The sentence. According to the judges, the members of the organization are responsible for having participated in events “outside their region”, ie outside Moscow. In December, the Ministry of Justice filed a lawsuit alleging that the organization was registered to defend and monitor the human rights situation in Moscow, but has operated across the country and is beyond its scope. In any case, it should be noted that the MHG has always operated outside Moscow from the 1970s to today.

The reaction. The Organization declared the measure “disproportionate” and reiterated that it will continue to work in favor of rights regardless of the wishes of the authorities. “You are making a grave mistake, you are destroying the human rights movement in Russia,” NGO co-chairman Valery Borshov said during the hearing. The Moscow Helsinki Group will present an appeal, also trying to assert the illegality of the inspections organized by the Ministry of Justice in the headquarters of the organization.

The story of the Moscow Helsinki Group. MHG was born in May 1976 in the Moscow apartment of legendary rights advocate and physicist Andrei Sakharov, through the efforts of prominent Soviet dissidents. Within a year of the organization’s inception, all of its founders were arrested or forced into exile.

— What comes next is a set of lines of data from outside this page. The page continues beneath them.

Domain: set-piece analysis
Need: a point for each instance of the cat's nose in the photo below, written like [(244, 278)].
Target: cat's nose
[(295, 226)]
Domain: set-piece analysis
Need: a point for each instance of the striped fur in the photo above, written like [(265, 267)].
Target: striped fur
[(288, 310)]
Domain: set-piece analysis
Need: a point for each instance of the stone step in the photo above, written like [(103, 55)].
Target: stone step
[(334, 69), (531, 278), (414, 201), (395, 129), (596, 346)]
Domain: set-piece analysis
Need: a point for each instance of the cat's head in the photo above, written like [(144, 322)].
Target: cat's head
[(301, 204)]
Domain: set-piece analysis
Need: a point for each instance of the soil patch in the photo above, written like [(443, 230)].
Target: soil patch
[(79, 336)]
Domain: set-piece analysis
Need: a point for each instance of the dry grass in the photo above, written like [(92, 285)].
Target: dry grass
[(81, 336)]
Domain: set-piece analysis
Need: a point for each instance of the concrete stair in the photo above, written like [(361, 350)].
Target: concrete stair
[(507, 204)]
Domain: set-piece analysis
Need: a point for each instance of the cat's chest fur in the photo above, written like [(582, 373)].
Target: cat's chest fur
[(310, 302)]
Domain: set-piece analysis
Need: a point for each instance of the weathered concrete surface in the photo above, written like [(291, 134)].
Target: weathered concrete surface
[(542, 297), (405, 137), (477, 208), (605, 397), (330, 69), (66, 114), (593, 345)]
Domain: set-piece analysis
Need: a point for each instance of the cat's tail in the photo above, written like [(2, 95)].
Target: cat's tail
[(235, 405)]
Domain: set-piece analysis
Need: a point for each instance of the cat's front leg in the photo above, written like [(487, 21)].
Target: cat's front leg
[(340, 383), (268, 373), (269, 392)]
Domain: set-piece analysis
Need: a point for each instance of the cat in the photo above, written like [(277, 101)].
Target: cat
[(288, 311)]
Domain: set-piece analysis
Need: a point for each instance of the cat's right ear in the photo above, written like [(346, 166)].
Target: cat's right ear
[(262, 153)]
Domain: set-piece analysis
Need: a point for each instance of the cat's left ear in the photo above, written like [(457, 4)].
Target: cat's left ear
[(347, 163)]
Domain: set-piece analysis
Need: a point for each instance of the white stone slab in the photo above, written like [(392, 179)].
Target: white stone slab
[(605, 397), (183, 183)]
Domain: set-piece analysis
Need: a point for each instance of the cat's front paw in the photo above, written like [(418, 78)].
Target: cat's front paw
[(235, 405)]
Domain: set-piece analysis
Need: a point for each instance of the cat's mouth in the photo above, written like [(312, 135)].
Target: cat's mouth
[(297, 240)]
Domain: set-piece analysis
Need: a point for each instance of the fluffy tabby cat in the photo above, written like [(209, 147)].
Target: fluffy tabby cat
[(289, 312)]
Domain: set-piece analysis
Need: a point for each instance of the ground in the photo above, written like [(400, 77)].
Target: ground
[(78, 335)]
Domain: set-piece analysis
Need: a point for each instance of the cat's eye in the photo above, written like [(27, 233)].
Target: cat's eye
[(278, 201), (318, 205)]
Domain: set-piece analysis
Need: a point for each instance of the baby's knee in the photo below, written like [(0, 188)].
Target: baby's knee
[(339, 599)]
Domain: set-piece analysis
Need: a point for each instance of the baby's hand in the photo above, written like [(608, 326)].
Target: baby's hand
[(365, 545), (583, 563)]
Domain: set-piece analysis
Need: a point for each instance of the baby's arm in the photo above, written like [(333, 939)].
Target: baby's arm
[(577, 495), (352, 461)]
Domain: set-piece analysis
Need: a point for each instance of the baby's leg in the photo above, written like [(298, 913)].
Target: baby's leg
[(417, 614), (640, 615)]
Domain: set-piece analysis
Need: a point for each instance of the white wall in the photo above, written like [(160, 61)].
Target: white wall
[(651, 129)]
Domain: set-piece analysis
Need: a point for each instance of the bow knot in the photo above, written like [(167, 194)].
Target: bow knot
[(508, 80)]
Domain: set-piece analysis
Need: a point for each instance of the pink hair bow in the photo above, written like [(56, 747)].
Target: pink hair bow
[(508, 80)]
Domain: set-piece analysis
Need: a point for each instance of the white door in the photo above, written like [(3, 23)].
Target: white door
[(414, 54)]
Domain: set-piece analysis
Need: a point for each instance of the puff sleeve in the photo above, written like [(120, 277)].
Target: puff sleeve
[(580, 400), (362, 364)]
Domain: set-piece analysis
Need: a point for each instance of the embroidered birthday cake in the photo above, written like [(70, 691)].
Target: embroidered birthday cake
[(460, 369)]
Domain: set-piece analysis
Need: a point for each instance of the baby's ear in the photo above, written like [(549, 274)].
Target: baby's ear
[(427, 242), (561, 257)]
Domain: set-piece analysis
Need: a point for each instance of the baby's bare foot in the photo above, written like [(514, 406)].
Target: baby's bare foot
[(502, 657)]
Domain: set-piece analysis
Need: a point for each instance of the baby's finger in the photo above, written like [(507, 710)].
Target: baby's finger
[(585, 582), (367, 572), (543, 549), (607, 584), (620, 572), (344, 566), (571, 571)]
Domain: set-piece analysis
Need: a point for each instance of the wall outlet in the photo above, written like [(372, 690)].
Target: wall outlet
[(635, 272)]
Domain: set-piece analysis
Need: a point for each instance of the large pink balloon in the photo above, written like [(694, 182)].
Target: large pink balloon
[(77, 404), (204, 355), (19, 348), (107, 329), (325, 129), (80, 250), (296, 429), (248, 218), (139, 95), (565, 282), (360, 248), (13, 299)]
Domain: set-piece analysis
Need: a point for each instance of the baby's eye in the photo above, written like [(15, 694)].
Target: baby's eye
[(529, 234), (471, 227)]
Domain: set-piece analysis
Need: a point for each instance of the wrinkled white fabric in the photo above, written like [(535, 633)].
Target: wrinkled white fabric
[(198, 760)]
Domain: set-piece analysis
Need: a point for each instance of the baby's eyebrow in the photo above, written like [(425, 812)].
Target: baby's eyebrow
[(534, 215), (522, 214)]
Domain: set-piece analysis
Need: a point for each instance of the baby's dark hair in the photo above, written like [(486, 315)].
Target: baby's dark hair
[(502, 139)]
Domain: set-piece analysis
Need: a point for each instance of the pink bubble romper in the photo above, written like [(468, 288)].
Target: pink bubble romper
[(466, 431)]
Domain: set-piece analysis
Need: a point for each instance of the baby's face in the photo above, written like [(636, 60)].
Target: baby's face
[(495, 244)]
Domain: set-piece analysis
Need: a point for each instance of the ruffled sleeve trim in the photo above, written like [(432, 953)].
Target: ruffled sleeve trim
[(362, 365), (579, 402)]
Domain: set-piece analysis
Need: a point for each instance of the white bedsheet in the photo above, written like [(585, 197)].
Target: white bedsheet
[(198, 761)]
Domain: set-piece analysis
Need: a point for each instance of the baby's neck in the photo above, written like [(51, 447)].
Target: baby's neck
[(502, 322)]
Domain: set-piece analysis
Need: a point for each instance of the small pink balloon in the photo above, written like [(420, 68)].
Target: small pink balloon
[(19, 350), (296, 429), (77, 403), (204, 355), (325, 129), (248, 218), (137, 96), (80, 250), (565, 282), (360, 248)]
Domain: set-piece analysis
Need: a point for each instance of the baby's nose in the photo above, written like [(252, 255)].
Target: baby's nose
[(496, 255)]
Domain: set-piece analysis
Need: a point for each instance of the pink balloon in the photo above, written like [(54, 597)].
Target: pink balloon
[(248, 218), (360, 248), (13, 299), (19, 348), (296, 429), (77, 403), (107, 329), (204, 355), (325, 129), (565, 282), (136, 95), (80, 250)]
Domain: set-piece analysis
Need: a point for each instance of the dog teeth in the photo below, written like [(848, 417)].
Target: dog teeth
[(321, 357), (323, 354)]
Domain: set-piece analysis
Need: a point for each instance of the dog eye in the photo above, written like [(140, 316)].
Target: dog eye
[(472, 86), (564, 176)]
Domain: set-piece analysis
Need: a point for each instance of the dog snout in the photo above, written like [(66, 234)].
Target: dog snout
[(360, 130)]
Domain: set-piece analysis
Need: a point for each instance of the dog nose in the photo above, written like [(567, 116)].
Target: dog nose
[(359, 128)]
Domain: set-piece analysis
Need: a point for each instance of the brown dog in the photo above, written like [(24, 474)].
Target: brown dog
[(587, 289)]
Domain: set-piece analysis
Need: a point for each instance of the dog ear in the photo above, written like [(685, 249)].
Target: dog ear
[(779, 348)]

Among the founders was Yuri Orlov. Also promoter of the Soviet branch of Amnesty International, Orlov, who was also a physicist, was arrested precisely for his activity in defense of human rights. When the KGB ordered him to shut down the group, Orlov ignored the order and so the KGB decided to put him out of business.

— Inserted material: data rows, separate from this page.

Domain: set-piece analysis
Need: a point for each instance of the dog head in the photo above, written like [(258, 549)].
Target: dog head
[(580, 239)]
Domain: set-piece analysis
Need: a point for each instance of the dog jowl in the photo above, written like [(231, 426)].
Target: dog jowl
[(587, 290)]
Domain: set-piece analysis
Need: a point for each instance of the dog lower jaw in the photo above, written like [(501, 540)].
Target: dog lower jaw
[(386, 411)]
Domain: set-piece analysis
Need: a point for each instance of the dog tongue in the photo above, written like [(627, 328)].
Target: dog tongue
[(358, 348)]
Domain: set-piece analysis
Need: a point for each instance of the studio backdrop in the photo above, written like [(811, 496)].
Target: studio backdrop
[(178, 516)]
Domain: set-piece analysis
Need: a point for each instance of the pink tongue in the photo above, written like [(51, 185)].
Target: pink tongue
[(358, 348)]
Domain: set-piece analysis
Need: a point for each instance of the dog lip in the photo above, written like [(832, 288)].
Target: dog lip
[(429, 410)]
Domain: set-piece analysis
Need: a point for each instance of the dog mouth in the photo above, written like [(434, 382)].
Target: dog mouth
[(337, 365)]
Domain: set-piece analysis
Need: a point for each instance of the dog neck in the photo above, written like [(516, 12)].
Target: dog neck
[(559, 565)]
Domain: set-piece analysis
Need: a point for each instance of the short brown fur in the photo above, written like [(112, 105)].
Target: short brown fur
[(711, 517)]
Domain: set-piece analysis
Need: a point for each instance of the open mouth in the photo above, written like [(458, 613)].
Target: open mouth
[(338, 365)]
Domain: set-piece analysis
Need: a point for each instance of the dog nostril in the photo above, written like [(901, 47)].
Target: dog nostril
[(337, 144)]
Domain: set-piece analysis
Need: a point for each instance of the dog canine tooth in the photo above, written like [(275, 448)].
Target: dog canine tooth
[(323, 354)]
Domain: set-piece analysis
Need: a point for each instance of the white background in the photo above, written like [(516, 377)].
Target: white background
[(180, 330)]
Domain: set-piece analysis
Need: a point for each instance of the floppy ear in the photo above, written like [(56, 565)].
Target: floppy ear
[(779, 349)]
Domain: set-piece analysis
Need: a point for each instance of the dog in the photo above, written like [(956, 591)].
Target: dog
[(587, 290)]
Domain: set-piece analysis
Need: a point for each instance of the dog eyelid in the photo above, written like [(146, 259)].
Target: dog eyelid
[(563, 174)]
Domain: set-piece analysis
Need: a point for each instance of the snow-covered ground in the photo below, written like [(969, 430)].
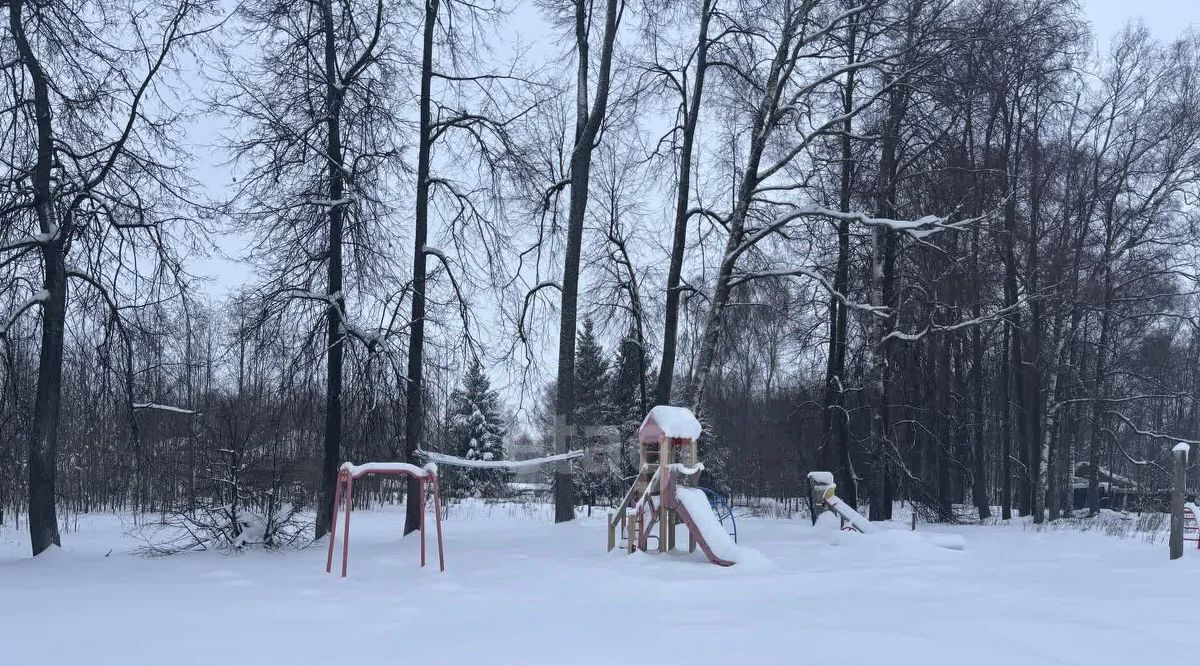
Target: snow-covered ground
[(520, 591)]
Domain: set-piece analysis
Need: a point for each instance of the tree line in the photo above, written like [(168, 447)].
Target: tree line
[(942, 249)]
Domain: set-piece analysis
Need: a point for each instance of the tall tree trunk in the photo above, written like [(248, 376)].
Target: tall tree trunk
[(835, 421), (414, 405), (679, 241), (883, 295), (587, 126), (43, 437), (336, 310)]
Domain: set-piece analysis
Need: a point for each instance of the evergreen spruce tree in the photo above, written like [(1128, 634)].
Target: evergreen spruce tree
[(593, 411), (477, 432)]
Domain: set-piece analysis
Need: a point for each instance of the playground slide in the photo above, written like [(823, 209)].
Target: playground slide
[(847, 514), (703, 525)]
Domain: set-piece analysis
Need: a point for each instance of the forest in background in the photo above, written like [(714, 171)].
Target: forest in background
[(945, 249)]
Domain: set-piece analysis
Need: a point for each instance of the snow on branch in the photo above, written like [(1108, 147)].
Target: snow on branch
[(1152, 435), (455, 461), (948, 328), (525, 306), (163, 408), (37, 299), (877, 310)]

Lyudmila Alexeyeva. She was a historic human rights activist in Russia, who died in 2018 at the age of 91. Alekseyeva began her rights advocacy in the 1960s in the Soviet Union, she lived in exile, but then returned to Moscow to continue her activism after the collapse of the USSR. She led the Moscow Helsinki Group from 1996 to 2018. In 2017, when she celebrated her 90th birthday, Vladimir Putin visited her in her apartment and congratulated her on her “significant contribution to strengthening democratic institutions and civil society ”. Among the founders of the Moscow Helsinki Group there were also: Natan Sharansky, Mikhail Bernshtam, Yelena Bonner, Aleksandr Ginzburg, Pyotr Grigorenko, all prominent figures in the defense of human rights.

The political opposition in Russia. In 2012, the MHG was one of the first human rights groups to condemn Russia’s controversial law requiring non-governmental organizations receiving funds from abroad to register as “organizations acting as foreign agents”. Over a thousand organizations were inspected and cautioned, and many rights groups were forced to close.

Aid to the Belarusians. During the anti-government protests that erupted in Belarus over the 2020 presidential elections, the organization assisted Belarusian citizens who fled to Russia to prevent them from being extradited.

Aid to the Ukrainians. Since Russia’s attack on Ukraine, the MHG has provided Ukrainian citizens in Russia with concrete help to avoid possible persecution. The decision to close the Moscow Helsinki Group comes thirteen months after the same Moscow court dissolved the Memorial Human Rights Center, another historic rights group active in Moscow. This closure was also prompted by the Ministry of Justice.